Reform is a word that has long been abused in public dialogue in Greece.

If we were to consider the issue beginning with the country’s first bailout memorandum, 12 years ago, everyone would agree that although everyone wants reforms, we have not achieved a minimum consensus on their content and direction.

That is largely to have been expected, but the cunning of the domestic political system lies in the fact that it persuaded us that reforms should be passed by Parliament but not enforced, because they have an expiration date anyway.

It persuaded us that it is the task of the next government to abolish reforms passed by previous ones, instead of improving them through changes, in accordance with the ideology of the government that is in power and shifts in conditions.

Even worse, they convinced us that reducing reforms to the level of symbolism is something quite natural.

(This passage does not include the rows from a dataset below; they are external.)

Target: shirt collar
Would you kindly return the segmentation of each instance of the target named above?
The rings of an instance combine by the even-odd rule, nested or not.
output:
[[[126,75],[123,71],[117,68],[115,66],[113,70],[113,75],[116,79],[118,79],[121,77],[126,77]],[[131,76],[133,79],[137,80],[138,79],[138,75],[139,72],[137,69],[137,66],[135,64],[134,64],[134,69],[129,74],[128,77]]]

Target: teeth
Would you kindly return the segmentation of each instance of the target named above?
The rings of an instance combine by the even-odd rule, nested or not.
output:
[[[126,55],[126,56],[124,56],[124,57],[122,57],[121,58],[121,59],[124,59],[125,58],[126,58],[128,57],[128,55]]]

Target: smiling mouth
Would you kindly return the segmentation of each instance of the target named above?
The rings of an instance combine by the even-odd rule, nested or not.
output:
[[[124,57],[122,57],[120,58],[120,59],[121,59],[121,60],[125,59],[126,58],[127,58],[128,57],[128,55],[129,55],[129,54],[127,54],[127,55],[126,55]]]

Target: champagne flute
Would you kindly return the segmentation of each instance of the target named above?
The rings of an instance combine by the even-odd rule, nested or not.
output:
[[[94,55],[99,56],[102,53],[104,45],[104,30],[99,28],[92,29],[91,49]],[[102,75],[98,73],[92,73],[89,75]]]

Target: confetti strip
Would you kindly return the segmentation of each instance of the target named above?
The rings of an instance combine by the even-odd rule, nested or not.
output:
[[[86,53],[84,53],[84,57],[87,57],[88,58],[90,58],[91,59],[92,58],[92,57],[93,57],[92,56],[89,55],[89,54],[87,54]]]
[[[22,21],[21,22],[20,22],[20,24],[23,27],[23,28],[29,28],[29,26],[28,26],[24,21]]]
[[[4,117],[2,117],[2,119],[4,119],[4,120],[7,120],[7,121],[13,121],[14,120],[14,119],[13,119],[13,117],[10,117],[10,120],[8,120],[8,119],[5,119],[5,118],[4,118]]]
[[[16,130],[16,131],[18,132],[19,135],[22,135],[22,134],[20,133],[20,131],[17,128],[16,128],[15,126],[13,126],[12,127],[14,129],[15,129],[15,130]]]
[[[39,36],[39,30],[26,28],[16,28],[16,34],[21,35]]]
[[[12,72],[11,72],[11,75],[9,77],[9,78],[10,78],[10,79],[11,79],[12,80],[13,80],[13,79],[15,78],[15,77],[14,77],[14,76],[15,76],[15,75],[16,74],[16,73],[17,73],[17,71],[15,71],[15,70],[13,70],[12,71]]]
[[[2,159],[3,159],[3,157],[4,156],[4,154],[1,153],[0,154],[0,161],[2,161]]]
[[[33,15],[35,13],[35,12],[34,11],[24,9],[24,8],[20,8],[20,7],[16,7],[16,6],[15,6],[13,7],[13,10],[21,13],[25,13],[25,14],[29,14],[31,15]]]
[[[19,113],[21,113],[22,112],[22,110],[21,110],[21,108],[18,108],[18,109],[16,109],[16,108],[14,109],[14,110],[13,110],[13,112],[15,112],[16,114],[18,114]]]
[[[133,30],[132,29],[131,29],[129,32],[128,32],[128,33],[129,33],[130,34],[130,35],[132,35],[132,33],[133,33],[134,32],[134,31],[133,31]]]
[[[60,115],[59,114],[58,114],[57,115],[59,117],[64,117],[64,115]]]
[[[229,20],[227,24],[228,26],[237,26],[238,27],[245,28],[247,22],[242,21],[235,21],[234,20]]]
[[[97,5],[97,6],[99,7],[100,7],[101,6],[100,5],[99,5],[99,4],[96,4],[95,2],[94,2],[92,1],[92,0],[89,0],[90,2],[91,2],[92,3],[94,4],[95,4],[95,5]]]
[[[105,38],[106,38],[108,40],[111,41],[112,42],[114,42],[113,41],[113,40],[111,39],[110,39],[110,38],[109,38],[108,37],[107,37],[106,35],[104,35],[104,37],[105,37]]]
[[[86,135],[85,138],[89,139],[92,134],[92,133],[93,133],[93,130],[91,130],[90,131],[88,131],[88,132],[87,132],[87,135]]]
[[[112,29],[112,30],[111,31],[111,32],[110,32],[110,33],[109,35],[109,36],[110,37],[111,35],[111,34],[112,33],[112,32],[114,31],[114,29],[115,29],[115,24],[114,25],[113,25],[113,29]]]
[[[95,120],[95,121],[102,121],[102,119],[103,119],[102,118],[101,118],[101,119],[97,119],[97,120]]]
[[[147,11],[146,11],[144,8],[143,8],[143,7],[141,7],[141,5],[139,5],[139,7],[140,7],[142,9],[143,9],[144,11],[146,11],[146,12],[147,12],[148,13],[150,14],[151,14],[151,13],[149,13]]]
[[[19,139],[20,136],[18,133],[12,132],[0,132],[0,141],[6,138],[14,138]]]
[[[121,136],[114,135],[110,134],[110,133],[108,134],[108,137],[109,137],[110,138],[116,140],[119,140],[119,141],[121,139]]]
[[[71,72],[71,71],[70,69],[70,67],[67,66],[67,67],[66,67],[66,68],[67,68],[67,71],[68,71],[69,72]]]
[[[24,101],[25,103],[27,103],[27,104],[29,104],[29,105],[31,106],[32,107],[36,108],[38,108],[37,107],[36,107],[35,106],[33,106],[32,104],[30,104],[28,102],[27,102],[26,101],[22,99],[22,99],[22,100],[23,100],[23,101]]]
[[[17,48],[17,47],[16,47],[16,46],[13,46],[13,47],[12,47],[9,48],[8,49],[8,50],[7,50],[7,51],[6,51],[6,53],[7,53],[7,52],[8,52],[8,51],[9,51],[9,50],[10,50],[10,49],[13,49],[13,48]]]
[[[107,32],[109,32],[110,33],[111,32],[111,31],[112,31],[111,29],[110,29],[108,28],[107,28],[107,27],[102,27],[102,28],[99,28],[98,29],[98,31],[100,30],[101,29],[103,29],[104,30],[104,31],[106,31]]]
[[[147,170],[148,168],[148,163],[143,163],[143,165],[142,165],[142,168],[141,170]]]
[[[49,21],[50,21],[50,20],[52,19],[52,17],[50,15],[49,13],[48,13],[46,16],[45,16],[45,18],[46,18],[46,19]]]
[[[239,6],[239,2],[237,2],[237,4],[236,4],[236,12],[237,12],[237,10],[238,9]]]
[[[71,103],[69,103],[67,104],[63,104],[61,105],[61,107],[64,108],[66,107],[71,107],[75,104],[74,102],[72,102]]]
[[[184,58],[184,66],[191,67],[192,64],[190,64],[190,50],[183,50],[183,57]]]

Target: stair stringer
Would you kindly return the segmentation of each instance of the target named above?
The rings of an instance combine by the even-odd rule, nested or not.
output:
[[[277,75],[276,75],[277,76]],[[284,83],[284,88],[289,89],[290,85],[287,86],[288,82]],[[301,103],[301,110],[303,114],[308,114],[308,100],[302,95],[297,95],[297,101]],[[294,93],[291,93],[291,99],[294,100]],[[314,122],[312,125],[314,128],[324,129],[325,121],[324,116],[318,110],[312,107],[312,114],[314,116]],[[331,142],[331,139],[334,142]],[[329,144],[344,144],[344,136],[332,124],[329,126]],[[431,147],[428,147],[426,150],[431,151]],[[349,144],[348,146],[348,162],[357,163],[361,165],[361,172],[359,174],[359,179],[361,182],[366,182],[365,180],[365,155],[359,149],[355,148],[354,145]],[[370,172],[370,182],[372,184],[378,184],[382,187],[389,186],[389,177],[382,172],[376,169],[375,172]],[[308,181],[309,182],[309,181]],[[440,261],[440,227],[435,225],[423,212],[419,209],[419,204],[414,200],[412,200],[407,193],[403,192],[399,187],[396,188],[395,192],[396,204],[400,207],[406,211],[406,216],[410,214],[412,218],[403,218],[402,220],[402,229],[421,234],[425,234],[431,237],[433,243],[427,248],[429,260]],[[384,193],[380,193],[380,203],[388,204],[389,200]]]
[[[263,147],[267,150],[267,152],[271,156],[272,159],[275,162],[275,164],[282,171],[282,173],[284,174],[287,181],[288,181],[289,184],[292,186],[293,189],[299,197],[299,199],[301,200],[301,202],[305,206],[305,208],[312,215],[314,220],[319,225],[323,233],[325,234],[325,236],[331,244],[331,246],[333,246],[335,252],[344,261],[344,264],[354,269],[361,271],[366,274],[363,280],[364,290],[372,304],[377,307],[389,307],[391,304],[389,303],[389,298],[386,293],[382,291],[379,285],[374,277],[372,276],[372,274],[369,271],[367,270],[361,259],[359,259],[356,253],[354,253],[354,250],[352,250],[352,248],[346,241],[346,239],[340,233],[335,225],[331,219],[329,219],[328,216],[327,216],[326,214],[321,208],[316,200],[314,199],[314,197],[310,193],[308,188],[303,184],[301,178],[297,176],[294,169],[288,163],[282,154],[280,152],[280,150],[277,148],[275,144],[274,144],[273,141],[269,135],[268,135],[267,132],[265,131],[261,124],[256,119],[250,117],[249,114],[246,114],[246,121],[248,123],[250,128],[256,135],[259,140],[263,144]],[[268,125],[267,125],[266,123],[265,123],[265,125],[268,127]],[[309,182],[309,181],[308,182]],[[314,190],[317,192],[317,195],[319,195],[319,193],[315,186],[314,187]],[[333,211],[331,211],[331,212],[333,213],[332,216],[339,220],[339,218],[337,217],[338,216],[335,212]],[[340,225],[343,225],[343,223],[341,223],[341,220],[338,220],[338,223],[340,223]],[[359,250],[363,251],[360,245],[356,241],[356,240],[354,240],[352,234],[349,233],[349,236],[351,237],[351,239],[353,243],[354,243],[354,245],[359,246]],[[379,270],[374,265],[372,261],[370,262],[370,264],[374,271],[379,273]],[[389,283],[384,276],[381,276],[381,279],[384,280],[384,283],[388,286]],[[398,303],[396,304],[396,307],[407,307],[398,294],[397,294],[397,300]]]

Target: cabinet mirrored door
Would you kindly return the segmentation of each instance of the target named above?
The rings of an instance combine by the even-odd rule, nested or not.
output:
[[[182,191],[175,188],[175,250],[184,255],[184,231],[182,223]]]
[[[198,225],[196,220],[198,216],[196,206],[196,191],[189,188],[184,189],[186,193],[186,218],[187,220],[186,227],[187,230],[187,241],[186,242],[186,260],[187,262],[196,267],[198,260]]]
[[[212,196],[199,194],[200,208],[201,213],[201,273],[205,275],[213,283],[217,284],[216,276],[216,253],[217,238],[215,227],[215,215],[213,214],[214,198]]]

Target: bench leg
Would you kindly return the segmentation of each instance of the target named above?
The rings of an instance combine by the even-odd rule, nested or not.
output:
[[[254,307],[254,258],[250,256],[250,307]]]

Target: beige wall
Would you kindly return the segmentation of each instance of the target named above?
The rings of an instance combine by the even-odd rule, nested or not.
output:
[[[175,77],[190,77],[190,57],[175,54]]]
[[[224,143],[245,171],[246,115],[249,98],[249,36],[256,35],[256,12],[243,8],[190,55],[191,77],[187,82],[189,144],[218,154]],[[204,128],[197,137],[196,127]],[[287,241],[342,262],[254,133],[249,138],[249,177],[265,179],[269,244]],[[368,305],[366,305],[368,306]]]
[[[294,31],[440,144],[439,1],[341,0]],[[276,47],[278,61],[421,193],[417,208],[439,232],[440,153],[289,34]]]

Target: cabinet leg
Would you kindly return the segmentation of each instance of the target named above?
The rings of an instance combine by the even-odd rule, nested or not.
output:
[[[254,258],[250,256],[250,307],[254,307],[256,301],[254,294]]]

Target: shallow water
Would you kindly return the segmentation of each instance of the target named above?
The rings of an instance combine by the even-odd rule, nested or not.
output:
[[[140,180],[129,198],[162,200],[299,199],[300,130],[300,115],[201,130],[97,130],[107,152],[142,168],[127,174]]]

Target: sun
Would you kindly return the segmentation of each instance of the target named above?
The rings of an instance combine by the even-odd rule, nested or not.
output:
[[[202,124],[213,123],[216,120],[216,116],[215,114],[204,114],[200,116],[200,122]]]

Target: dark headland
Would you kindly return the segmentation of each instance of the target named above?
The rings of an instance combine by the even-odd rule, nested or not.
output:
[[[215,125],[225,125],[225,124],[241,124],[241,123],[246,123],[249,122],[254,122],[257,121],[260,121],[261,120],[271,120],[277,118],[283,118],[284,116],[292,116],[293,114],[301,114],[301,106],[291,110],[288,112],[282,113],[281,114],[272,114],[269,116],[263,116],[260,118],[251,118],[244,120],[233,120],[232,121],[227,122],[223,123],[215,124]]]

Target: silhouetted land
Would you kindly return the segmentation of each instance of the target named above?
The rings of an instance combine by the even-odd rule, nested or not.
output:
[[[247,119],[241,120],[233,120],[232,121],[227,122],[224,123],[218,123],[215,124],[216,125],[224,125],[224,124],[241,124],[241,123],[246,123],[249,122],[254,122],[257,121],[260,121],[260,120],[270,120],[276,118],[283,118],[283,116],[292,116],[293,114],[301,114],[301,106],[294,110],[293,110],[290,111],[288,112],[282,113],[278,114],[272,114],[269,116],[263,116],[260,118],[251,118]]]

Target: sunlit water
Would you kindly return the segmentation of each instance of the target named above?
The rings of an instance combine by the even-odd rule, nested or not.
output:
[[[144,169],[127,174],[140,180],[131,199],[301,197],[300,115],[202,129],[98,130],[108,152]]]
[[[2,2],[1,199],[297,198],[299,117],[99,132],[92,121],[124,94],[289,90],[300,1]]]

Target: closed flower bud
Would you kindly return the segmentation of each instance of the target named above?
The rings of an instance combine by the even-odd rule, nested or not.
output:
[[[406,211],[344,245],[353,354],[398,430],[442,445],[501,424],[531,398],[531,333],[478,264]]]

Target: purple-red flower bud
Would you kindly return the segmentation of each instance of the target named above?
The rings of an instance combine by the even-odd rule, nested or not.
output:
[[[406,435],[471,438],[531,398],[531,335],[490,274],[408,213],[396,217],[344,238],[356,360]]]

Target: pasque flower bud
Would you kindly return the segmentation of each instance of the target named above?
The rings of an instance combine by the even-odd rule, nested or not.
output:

Take for example the sweeping university reform bill that is now being debated in Parliament.

Every past Greek government has tabled a similarly “emblematic” university reform bill.

One might discuss in what ways each succeeded and failed, but if one is to be earnest and honest, such an accounting would be unjust.

That is because none of them was truly enforced, so that we might have seen the problems and dysfunctions of the system in order to remedy them.

When it comes to such complex issues, solutions that prove to be lacking can teach us lessons.

If the current reform bill fails, completely or partially, it must be corrected without ideological fixations or political grudges.

In order to ascertain possible deficiencies in the law, however, it must first be implemented, because over the years nothing good came of the process of passing laws, only to revoke them later.